Some jurisdictions, such as the US, require that you renounce citizenship in order to leave. Other jurisdictions require that you sever ties with material possessions like homes and acquire new ones in another jurisdiction. Still others require that the new jurisdiction have a tax treaty with the current jurisdiction. Finally, some simply require that you limit the number of future days in your prior jurisdiction. 

See also: While Demand From Casual Traders Slims, “HODLers” Use Crypto Winter to Execute RCBI Plans

2nd step: How do you leave, and what is the financial impact?

Once you have a proper grasp on the tax rules around your current jurisdiction, it is then time to determine what steps need to be taken to leave and the financial ramifications of that departure (eg. Exit Taxes). 

3rd step: Where should you go, and how do you get there?

Once you understand and accept what is required to leave and the price involved, you need to determine where you are going. This requires an examination of your own and your family’s business and lifestyle needs and which new jurisdictions are best suited to meet those needs. 

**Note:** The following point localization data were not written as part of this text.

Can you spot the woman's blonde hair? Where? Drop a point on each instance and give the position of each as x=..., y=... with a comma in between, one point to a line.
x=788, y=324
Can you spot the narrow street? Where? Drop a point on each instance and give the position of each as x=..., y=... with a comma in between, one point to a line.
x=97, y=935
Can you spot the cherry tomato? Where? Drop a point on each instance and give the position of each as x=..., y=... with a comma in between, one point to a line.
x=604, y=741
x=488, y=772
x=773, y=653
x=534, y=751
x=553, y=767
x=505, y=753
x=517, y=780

Once you have narrowed down the list of target destinations, it is time to look at what is required to move to those destinations. At this point, it is worth looking at family history to determine if the acquisition of a lineage citizenship is possible. Note that a claim to a citizenship in any EU/EEC member country gives access not merely to that country but also to all 27 member states. Furthermore, spouses and children who may not qualify for that lineage citizenship are also allowed to reside in any of those countries

If there is not a lineage citizenship claim, then proceed to a thorough exploration as to whether residence can be obtained through education and work experience, agreement to reside for long periods of time, or through business activities. Only as a last resort should one look at residence or citizenship by investment.

4th step: How can you reduce or eliminate your global tax burden?

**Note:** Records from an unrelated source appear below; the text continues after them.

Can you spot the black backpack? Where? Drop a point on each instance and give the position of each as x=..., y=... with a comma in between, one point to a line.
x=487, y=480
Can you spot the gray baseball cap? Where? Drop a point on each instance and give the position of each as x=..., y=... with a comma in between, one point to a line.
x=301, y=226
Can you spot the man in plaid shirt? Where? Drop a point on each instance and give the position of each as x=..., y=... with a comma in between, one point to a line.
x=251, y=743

Once you have a clear understanding of what it takes to leave your current tax home pot, and what is involved in moving to your target destination(s), you need to seek proper advice to make sure that you don’t land in another jurisdiction’s tax fire. Depending on the jurisdiction, you can achieve a favourable tax/lifestyle balance by ensuring your destination does not levy income or capital gains taxes (or restricts it to local source only), or by conducting proper pre-immigration planning.

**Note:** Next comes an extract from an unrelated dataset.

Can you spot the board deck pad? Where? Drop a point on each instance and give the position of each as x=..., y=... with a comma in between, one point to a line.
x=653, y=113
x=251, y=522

5th step: Putting it all together

With a clear idea of the costs and benefits of acquiring a “Fire Escape Plan” and the steps and timing to execute such a plan, the way forward is clear and without surprises. This is the blueprint to decide whether or not to move forward and, if doing so, to ensure success.

To summarise

  • Step 1: Understand where you currently stand and what is needed to move.
  • Step 2: Understand what happens if you leave, and plan to minimise the pain.
  • Step 3: Understand you and your accompanying family’s needs, preferences, and desires, and determine which jurisdictions (or combination of jurisdictions) will meet your family’s needs.
  • Step 4: Determine cost and tax-efficient ways of entering your chosen jurisdiction; 
  • Step 5: Put together and execute an end-to-end plan that maps out all the costs, steps, and timing involved in executing your family’s strategy.

When should you begin planning?

The US and other countries’ tax authorities are now laser-focused on collecting tax from the crypto community. In fact, the IRS has titled their special efforts in this area Operation Hidden Treasure and the soon-to-be-passed Inflation Reduction Act contains an additional $80 billion in funding for the IRS.

Likewise, Canada, the UK, and other countries have also announced that their tax authorities are putting a specific focus on crypto tax compliance.

This means that those in the crypto community who want to want to successfully navigate themselves to a future free of financial pain do not have time or money to lose. Failure to plan properly is planning to fail.